CLEVELAND — The financial impact of the COVID-19 pandemic continues to be devastating for families with hundreds of thousands of Ohioans still out of work.
But several industries are booming right now and healthcare is at the top of the list.
Reham Shoman is in her second semester in Tri-C’s Sterile Processing and Distribution program. Sterile processing is the process of cleaning and preparing surgical instruments for use.
“We’ll learn what they are, what they're used for, and then how to clean them and disinfect them,” Shoman said.
Shoman enrolled in the program last fall for a couple of reasons.
“I think it's easier getting a job sometimes when you have some sort of certificate or degree,” Shoman said. “I also have three kids so I want a good job that can bring in money.”
Healthcare jobs still in-demand during COVID-19 pandemic
Experts say working towards a job in healthcare is the way to go especially now during the COVID-19 pandemic.
A report from economic development group Team NEO says total job postings declined about 5% from March to October last year, but in-demand industries like healthcare and I.T. are growing.

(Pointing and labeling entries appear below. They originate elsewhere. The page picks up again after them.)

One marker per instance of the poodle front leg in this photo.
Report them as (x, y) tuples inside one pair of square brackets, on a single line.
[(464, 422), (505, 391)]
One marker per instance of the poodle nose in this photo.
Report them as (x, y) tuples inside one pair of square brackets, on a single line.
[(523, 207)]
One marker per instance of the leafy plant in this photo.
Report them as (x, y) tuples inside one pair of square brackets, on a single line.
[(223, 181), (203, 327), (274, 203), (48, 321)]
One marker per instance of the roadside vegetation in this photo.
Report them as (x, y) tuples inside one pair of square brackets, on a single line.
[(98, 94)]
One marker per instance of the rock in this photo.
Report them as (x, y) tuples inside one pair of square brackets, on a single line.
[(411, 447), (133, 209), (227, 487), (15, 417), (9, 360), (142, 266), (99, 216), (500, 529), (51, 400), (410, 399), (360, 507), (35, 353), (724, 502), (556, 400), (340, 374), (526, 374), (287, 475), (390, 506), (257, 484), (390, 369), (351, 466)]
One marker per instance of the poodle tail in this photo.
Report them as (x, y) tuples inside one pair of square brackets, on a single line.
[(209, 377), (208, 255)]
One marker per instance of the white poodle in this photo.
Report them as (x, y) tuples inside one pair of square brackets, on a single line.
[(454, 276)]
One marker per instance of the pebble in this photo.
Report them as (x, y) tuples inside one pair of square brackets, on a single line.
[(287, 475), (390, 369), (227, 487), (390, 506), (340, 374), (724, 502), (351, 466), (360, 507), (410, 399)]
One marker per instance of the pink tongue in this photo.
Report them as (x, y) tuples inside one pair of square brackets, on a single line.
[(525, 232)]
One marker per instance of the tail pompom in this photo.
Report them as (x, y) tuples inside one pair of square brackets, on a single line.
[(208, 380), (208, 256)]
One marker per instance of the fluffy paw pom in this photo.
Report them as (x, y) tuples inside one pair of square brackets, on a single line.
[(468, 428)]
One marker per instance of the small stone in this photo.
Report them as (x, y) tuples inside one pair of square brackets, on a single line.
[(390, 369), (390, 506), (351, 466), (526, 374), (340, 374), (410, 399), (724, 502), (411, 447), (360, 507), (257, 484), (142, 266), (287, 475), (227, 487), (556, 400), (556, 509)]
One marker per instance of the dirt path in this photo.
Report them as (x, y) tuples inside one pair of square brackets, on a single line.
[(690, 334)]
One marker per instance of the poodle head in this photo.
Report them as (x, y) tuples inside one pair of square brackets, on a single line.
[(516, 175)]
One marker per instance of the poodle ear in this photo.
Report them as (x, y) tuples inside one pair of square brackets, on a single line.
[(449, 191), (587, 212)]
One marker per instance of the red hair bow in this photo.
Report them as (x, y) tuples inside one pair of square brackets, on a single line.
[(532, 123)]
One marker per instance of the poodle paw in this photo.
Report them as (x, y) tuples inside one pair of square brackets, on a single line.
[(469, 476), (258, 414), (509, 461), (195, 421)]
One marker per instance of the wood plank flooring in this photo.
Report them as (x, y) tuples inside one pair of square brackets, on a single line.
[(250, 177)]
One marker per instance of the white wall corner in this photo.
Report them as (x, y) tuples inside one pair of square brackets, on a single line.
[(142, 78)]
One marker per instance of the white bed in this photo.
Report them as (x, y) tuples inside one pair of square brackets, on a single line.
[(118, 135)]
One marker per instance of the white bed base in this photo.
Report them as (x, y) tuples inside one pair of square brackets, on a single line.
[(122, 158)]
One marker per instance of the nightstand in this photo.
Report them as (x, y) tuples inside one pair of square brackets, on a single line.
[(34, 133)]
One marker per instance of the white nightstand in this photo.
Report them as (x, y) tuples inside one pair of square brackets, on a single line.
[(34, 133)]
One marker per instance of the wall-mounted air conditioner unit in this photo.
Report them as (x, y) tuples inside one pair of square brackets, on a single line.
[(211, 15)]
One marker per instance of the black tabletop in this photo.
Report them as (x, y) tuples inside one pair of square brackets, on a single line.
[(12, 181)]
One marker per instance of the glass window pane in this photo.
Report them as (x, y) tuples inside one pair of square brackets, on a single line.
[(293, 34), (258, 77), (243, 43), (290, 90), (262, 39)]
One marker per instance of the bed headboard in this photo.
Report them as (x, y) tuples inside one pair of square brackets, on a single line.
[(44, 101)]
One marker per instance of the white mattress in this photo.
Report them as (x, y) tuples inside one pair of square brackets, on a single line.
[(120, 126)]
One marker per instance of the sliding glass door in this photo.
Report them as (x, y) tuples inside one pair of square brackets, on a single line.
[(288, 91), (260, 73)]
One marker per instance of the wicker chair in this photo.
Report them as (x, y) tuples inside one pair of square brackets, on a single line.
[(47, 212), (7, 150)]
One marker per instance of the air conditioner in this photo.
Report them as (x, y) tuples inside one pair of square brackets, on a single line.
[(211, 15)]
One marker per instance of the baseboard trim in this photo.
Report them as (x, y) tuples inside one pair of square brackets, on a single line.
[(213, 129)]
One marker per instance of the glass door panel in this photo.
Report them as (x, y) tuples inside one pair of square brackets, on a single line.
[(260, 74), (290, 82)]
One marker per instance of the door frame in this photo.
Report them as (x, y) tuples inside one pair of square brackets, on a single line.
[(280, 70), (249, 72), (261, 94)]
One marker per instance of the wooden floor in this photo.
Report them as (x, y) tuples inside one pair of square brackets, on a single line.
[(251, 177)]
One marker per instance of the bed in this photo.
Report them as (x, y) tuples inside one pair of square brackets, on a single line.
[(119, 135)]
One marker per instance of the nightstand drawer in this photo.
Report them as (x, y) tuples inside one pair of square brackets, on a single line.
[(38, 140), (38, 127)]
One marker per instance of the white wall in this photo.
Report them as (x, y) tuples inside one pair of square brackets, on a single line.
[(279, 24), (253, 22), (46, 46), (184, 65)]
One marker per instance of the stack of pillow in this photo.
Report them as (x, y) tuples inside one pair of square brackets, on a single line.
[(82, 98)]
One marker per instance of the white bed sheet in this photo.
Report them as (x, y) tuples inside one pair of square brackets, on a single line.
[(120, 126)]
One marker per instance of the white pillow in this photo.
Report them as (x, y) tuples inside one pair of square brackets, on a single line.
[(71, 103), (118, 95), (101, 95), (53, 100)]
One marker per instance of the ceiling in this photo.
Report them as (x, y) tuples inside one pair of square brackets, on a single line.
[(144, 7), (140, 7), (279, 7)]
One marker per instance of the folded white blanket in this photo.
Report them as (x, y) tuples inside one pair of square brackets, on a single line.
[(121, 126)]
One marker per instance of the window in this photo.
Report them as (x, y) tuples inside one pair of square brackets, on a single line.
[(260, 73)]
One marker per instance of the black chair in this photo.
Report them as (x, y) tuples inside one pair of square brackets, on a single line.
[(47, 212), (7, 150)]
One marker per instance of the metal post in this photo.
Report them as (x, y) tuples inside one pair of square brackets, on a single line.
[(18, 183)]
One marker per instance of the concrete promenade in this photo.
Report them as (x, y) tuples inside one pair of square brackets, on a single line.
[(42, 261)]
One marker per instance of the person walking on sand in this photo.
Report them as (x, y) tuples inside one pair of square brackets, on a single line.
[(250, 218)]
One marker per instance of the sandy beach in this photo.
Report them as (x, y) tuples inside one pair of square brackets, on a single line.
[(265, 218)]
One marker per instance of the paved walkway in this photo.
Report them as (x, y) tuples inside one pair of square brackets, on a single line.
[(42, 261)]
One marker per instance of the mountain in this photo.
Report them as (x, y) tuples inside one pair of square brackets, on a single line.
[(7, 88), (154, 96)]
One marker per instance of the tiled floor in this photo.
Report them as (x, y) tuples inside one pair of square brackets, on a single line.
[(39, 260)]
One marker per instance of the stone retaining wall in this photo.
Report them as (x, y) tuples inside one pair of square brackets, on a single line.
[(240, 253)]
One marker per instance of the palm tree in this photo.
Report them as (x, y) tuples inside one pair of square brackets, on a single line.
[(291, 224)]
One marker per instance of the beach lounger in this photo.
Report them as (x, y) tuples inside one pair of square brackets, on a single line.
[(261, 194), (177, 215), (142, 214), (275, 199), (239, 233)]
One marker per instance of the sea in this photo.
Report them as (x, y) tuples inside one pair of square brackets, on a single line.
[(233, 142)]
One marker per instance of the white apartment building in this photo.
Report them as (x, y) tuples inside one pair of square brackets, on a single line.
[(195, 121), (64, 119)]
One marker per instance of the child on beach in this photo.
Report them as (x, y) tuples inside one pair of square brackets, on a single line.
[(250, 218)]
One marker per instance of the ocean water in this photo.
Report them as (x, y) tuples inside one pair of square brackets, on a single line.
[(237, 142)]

“We've had almost fifteen thousand unique health care postings in just Greater Cleveland alone in the past 90 days,” Jacob Duritsky, the VP of Strategy and Research at Team NEO, said.
Team NEO says nursing is the number one in-demand healthcare job, but jobs that require less training are being sought after too.
Richard Blasko, University Hospitals’ director of central sterile processing, said jobs in sterile processing are in high demand.
He said people are generally skittish about working in the healthcare field, but that’s become even more common during the pandemic, which has made recruitment difficult not only in Northeast Ohio but across the country.
“It's a great time for an individual who's looking for a career path because sterile processing is not just an entry-level job. There is a career that you can progress through and you can also use it as a stepping stone to have other jobs within the hospital environment or tuition reimbursement that we offer. So I welcome anyone who's looking to make a career of it,” Blasko said.
How to become certified in sterile processing
It only takes a year to get a sterile processing technician certification at Tri-C.
“The sterile processing folks - those are really the unsung heroes of the operating room, they’re the backbone of the operating room,” program director Beth Stokes said.
Stokes worked at Southwest Hospital and in Barberton. She has been teaching at Tri-C for 15 years.
“The students are my passion definitely. It's just the giving back. You know what I mean, the opportunity to give back what I had,” Stokes said. “I mean they’re the future. I always tell them they're building my sterile army for me, so yeah that's the part that I enjoy the most.”
She said sterile processing can start out as a behind-the-scenes type of gig but can turn into a life-long career as it did for her.
“You can be a team leader, shift supervisor, a manager, the director,” Stokes said.
She also encourages older students to join the field.
“Oftentimes, I'm asked by an older student, am I going to get a job or will an employer still hire me? And the answer is a resounding yes because they can bring to the table other things that a younger student cannot. They have their prior work experience, they have their emotional maturity and they also bring their stellar work ethic that a younger student is not necessarily going to have developed yet,” Stokes said.
Job opportunities for sterile processing technicians
Shoman is now doing clinical training at Fairview Hospital as part of the program. She said she’s confident she’ll find a job after graduation in May and is excited to become part of a very important team.
“Without you decontaminating the instruments and prepping them and getting them ready. You can't send them upstairs for someone to have a surgery,” Shoman said.
Blasko said UH looks to hire people who are already certified in sterile processing, but they have entry-level positions where they will hire someone right out of high school. UH mandates that those employees become certified within two years of being employed.
From there, he said the career possibilities are endless.
“Once you get in the hospital, you can stay in sterile processing. We have different levels of technicians. We have education specialists. I have supervision. Or if you choose to go back to school, you can become a surgical technologist or a registered nurse,” Blasko said. “I've had individuals who have started in sterile processing and have gone on to be physician assistants and they're actually in the operating room assisting the doctors. So it is an extremely wide-open field.”
Tri-C’s sterile processing and distribution program starts in the fall semester of every school year. Due to COVID-19 safety protocols, only 10 students can enroll in the program per year.